Because these physicians all work within the same health systems, it's extremely important that there are great communication modalities set up so that all of the physicians within a health system are hearing the same message. This is done in different ways by different hospitals.

For many health systems, there's an onboarding system for physicians where they're hearing about the evidence-based guidelines that are standardized throughout the entire health system. Many of these are embedded within the electronic medical record. For example, whether you are a physician in the outpatient or inpatient setting, if you're treating a patient with diabetes, there are flags generated that make you aware of the different metrics, be it foot exams, eye exams, or hemoglobin A1c levels. There's a record, and there's actually a prompt.

The other pieces of information that can be embedded in an electronic medical record shared by all physicians are patient education materials that are, again, prompted to be shared with a patient. These usually are developed to be culturally appropriate and health-literate.

Electronic medical records form a basis for improving communications between inpatient and outpatient physicians. Putting training into place so that physicians are aware of the tools and how to use them is very important.

First, having training courses helps. Second, have actual onboarding events where physicians get to meet each other. Even today in our technological world, having a face-to-face meeting allows you to see who you're referring patients to and allows you to build a relationship with that person. Many health systems, including mine, host these events a couple of times a year, particularly for new physicians so they can meet the physicians who they're working with, meet the other departments, and begin to feel comfortable making referrals and accessing some of the tools.

The third very important modality in allowing there to be standardized, evidence-based care focused on outcomes is having the chiefs of divisions and departments emphasize its importance: "This is how we're all going to work, and I'm available to aid you in making that happen. Here is where the resources are. Here is what's done in my department to allow that to occur."

The are multiple benefits for institutions, clinicians, and patients in this type of setting. For patients, their own primary care physician can say to them that they know the physician whom they will be seeing on an inpatient basis. More important, they'll have access to all of the information that I have in the inpatient setting. They can provide the best care to you, speeding up your treatment, and allowing you to receive care on the outpatient setting that I will be aware of.
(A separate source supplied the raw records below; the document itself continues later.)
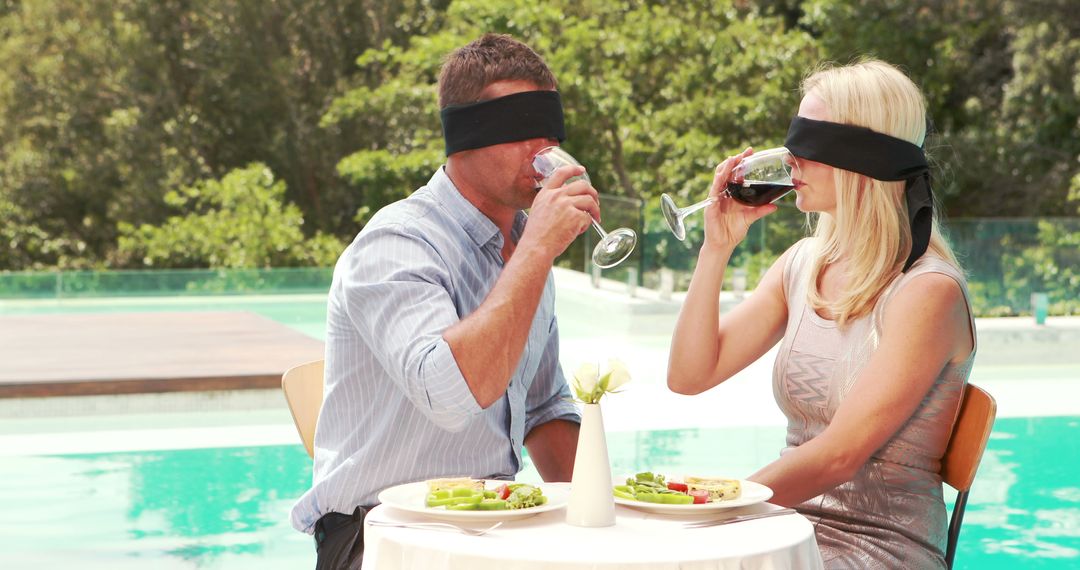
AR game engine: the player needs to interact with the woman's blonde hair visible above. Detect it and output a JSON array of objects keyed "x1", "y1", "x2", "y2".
[{"x1": 802, "y1": 59, "x2": 959, "y2": 325}]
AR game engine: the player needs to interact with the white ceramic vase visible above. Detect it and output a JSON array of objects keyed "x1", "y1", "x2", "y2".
[{"x1": 566, "y1": 404, "x2": 615, "y2": 527}]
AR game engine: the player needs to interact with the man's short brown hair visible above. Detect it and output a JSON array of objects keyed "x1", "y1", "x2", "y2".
[{"x1": 438, "y1": 33, "x2": 556, "y2": 109}]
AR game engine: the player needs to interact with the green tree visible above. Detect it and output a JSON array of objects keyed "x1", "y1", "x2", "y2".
[
  {"x1": 323, "y1": 0, "x2": 816, "y2": 273},
  {"x1": 0, "y1": 0, "x2": 442, "y2": 269},
  {"x1": 119, "y1": 163, "x2": 345, "y2": 269}
]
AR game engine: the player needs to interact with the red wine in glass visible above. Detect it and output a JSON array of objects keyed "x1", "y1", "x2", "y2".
[{"x1": 728, "y1": 180, "x2": 795, "y2": 206}]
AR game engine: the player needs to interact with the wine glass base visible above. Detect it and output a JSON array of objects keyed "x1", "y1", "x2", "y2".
[{"x1": 660, "y1": 194, "x2": 686, "y2": 242}]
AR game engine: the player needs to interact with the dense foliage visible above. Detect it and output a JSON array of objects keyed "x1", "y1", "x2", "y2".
[{"x1": 0, "y1": 0, "x2": 1080, "y2": 310}]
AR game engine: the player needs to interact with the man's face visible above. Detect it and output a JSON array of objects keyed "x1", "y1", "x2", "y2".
[{"x1": 461, "y1": 80, "x2": 558, "y2": 209}]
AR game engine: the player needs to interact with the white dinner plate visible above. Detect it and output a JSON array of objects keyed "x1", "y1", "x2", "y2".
[
  {"x1": 615, "y1": 479, "x2": 772, "y2": 515},
  {"x1": 379, "y1": 480, "x2": 570, "y2": 521}
]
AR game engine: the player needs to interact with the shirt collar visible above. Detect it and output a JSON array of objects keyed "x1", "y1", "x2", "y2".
[{"x1": 428, "y1": 166, "x2": 527, "y2": 247}]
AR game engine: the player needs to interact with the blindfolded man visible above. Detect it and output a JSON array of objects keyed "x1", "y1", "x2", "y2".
[{"x1": 292, "y1": 35, "x2": 599, "y2": 569}]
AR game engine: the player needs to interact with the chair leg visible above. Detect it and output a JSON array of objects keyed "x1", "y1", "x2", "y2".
[{"x1": 945, "y1": 491, "x2": 968, "y2": 568}]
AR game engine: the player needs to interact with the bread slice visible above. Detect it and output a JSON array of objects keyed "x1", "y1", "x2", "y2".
[
  {"x1": 685, "y1": 477, "x2": 742, "y2": 503},
  {"x1": 427, "y1": 477, "x2": 484, "y2": 492}
]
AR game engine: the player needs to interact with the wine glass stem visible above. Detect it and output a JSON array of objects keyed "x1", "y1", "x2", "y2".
[
  {"x1": 678, "y1": 198, "x2": 716, "y2": 218},
  {"x1": 592, "y1": 216, "x2": 607, "y2": 240}
]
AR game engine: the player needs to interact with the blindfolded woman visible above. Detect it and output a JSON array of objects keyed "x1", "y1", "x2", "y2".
[{"x1": 667, "y1": 60, "x2": 975, "y2": 569}]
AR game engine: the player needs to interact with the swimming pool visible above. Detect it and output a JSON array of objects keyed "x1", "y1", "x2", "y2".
[
  {"x1": 0, "y1": 284, "x2": 1080, "y2": 569},
  {"x1": 0, "y1": 417, "x2": 1080, "y2": 569}
]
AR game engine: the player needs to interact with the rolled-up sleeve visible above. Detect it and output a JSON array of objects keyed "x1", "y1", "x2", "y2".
[
  {"x1": 339, "y1": 226, "x2": 482, "y2": 431},
  {"x1": 525, "y1": 317, "x2": 581, "y2": 437}
]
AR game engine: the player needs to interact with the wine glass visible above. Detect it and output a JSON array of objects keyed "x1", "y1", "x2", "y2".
[
  {"x1": 532, "y1": 147, "x2": 637, "y2": 269},
  {"x1": 660, "y1": 147, "x2": 798, "y2": 241}
]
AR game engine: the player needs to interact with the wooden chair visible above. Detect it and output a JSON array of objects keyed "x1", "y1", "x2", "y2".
[
  {"x1": 942, "y1": 384, "x2": 998, "y2": 568},
  {"x1": 281, "y1": 361, "x2": 323, "y2": 458}
]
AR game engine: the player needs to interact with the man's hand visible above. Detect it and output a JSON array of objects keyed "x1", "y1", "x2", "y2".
[{"x1": 517, "y1": 166, "x2": 600, "y2": 260}]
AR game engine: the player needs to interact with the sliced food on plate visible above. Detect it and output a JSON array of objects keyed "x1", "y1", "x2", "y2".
[
  {"x1": 424, "y1": 477, "x2": 548, "y2": 511},
  {"x1": 612, "y1": 472, "x2": 742, "y2": 505}
]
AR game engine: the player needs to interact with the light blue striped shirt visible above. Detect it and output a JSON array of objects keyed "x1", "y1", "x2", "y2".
[{"x1": 292, "y1": 168, "x2": 580, "y2": 532}]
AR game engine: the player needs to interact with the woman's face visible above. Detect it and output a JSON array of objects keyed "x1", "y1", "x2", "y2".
[{"x1": 794, "y1": 93, "x2": 836, "y2": 215}]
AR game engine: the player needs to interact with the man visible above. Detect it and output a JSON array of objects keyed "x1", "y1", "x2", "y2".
[{"x1": 292, "y1": 35, "x2": 599, "y2": 569}]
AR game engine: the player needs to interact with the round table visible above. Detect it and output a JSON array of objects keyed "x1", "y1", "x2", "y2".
[{"x1": 364, "y1": 503, "x2": 822, "y2": 570}]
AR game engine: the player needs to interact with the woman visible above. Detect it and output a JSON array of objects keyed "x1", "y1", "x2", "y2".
[{"x1": 667, "y1": 60, "x2": 975, "y2": 569}]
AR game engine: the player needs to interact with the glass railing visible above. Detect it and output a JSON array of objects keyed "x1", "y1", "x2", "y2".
[
  {"x1": 0, "y1": 196, "x2": 1080, "y2": 316},
  {"x1": 0, "y1": 268, "x2": 334, "y2": 299}
]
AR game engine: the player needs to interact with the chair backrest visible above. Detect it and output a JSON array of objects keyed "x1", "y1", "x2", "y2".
[
  {"x1": 281, "y1": 361, "x2": 323, "y2": 458},
  {"x1": 942, "y1": 384, "x2": 998, "y2": 491},
  {"x1": 942, "y1": 384, "x2": 998, "y2": 568}
]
For the clinicians, they will not be repeating tests. They will be providing care based on evidence-based guidelines that are available to them within an electronic medical record. Again, they know what's occurred before and what the sensitivities may be for the patient or, based on the community resources that have been used before, what the patient has access to.

The benefits for a health system are improving quality of care. You have evidence-based guidelines that you've standardized on an inpatient and outpatient basis. You're able to look at transitions of care for patients, knowing that they'll be going back to the physicians whom they were seeing on an outpatient basis. In a value-based environment, you can actually track metrics throughout and share them with the physicians, both inpatient and outpatient, so that you have a quality improvement system where people have access to data.

Hospitalists are the fastest-growing medical specialty. In the late 1990s, there were about 100. Two years ago, there were about 44,000. They continue to be a growing specialty, with a great deal of interest by young physicians in particular. This has occurred because there is a need and because there's a lot of great innovation occurring in hospitals. There is also a growth in primary care physicians for some of the same reasons. The partnership between these two will continue for the next number of years. It's a great opportunity for us to continue to provide patient-centered care.

I'm Cheryl Pegus, director of the Division of General Internal Medicine and Clinical Innovation at New York University Langone Medical Center. Thank you.